During one of the training flights depicted in the 1986 film "Top Gun," Maverick flies through Iceman's jet wash, causing a flameout in his F-14 Tomcat's starboard engine. His Tomcat enters a flat spin, from which Maverick can't pull out. He and Goose are forced to eject from the plane.
Spoiler alert: Goose dies when his head hits the F-14's canopy. Maverick survives and is recovered from the ocean. The real tragedy surrounding that scene is that another pilot, the one filming the scene, entered the same flat spin, and also could not escape.
Art Scholl, famed stunt pilot and aerial cameraman, could not eject and was never found.
Scholl was a longtime pilot and aerial instructor in California. He held degrees in aeronautics and even taught at San Bernardino Valley College. In the early 1960s, a couple of friends, also noteworthy Hollywood stunt pilots, Paul Mantz and Frank Tallman, convinced Scholl to join them in the business.
As a pilot, Scholl could fly almost anything. He was certified for air and seaplanes, private and commercial, air transport, gliders and helicopters. As a licensed mechanic, he personally modified his two de Havilland Canada DHC-1 Chipmunk planes to create what he called the "Super Chipmunk."
The Super Chipmunk featured a single seat, retractable landing gear and a souped-up engine that allowed the pilot and his dog, Aileron, to wow airshow audiences on both the east and west coasts of the United States.

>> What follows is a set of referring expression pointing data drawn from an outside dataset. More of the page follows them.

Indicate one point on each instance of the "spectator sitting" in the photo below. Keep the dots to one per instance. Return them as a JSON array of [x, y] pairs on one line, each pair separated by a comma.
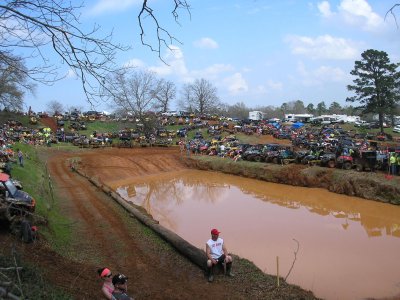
[[107, 287], [217, 254], [120, 283]]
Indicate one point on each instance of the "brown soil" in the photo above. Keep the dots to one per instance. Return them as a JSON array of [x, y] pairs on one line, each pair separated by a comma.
[[105, 235]]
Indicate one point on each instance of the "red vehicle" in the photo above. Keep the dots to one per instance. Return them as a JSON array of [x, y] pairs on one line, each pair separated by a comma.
[[345, 162]]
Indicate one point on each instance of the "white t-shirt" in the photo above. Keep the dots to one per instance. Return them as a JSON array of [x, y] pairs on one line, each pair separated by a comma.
[[216, 247]]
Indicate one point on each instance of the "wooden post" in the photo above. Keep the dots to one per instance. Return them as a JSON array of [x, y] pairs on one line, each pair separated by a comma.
[[277, 271]]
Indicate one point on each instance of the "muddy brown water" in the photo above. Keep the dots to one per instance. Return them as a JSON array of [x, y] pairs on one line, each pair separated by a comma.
[[349, 247]]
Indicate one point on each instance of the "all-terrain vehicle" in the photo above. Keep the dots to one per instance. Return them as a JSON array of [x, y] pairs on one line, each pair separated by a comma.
[[16, 208], [365, 160]]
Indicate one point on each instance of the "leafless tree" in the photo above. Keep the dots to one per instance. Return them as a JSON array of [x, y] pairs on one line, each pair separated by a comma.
[[37, 26], [55, 107], [163, 36], [200, 96], [134, 92], [13, 82], [166, 92], [391, 12]]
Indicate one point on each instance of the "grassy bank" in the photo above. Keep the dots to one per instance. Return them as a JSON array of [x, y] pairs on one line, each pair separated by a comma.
[[368, 185], [31, 281]]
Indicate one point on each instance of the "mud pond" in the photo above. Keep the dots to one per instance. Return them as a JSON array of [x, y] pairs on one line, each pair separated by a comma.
[[349, 248]]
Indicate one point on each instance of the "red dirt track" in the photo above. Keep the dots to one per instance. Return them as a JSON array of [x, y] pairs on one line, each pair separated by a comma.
[[105, 235]]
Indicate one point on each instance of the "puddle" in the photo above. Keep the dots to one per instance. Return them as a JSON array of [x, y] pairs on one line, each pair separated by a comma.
[[349, 247]]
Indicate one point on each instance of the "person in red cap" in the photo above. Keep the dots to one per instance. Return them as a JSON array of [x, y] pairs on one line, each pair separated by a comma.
[[107, 287], [217, 254]]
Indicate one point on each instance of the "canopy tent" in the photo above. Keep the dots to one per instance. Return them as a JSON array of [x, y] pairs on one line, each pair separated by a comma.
[[297, 125]]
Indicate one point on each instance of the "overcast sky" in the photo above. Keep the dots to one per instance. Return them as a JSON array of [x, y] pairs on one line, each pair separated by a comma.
[[260, 52]]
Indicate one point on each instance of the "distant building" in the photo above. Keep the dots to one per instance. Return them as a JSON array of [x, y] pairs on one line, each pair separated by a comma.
[[256, 115], [305, 118]]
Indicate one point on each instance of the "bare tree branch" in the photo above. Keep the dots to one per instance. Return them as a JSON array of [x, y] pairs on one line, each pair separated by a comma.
[[35, 27], [164, 38], [391, 11]]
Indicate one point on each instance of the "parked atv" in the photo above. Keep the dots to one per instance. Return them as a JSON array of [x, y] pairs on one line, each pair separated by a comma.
[[328, 160], [16, 208], [345, 162]]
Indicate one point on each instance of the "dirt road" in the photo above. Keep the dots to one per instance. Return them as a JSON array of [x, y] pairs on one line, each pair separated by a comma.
[[105, 235]]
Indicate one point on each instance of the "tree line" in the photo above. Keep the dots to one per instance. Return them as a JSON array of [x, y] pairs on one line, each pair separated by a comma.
[[39, 25]]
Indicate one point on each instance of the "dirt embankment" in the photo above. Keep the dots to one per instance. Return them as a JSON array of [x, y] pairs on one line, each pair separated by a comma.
[[104, 234], [369, 185]]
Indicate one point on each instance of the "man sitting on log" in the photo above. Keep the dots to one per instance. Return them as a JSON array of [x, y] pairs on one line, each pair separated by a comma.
[[217, 254]]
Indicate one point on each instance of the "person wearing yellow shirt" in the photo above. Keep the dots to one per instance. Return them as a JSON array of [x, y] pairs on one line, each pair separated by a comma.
[[393, 164], [398, 163]]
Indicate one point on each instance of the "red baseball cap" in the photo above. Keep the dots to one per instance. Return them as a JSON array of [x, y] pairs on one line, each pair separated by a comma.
[[215, 231]]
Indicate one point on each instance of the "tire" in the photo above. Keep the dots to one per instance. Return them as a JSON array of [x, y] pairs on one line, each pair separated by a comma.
[[26, 232], [347, 165]]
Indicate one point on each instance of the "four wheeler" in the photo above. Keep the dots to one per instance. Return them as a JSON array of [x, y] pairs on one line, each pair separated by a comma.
[[365, 160], [345, 162], [16, 208], [328, 159]]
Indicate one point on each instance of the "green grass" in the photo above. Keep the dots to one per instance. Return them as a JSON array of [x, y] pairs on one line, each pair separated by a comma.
[[33, 283], [35, 180]]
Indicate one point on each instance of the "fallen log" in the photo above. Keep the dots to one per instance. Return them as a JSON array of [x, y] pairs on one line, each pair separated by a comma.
[[194, 254]]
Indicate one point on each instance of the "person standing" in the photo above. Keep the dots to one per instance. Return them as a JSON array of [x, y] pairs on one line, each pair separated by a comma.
[[217, 254], [107, 287], [398, 164], [20, 157], [393, 164]]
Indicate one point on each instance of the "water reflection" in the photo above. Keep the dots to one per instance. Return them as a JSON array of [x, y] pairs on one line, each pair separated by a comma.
[[349, 247], [173, 189]]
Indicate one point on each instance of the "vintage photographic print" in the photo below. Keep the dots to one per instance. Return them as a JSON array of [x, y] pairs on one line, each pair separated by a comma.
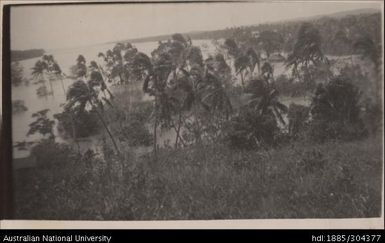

Scholl wasn't flying a Super Chipmunk during the filming of "Top Gun," however. He was flying a Pitts S-2 biplane, an aircraft in which he'd won multiple awards and competitions for his skills behind the stick, including the 1974 U.S. National Aerobatic Championship.
The Pitts biplane had been specially modified to carry the camera equipment needed to capture footage for the movie. On Sept. 16, 1985, Scholl's mechanic, Kevin Kammer, and another stunt pilot, Chuck Wentworth were following Scholl while watching the area for air traffic as he filmed some of "Top Gun's" aerial scenes.
The two spotters saw Scholl take his special Pitts S-2 into an inverted spin at 4,000 feet. At 3,000 feet, they heard Scholl's voice over the radio:
"I've got a problem."
At 1,500 feet, they heard his voice again.
"I've really got a problem."
Those might have been Scholl's last words. Some 45 seconds later, Kammer and Wentworth were at the scene over the Pacific Ocean, where Scholl's plane should have been, but they didn't see the impact and saw no signs of Scholl's biplane.
Investigators from the National Transportation Safety Board concluded that after Scholl, who was 53, completed his upright spin over the ocean, he returned to entry altitude and entered a flat inverted spin.
The aircraft did not recover at the altitude it was supposed to, because Scholl might have been experiencing spatial disorientation, a condition where pilots cannot discern their attitude (orientation with the Earth’s horizon), altitude or airspeed in relation to other points of reference.
Other pilots told The Los Angeles Times it might have been a mechanical issue, given that Scholl had successfully completed a flat spin numerous times over the course of his long career.
No remains were ever recovered, and only some debris from the Pitts S-2 was found floating in the area, according to the Coast Guard, who searched for the wreckage off the coast of Carlsbad, California.
Along with "Top Gun," Scholl's credits included "Indiana Jones and the Temple of Doom," "The A-Team" and "The Great Waldo Pepper." When "Top Gun" was released the next year, it was dedicated to his memory.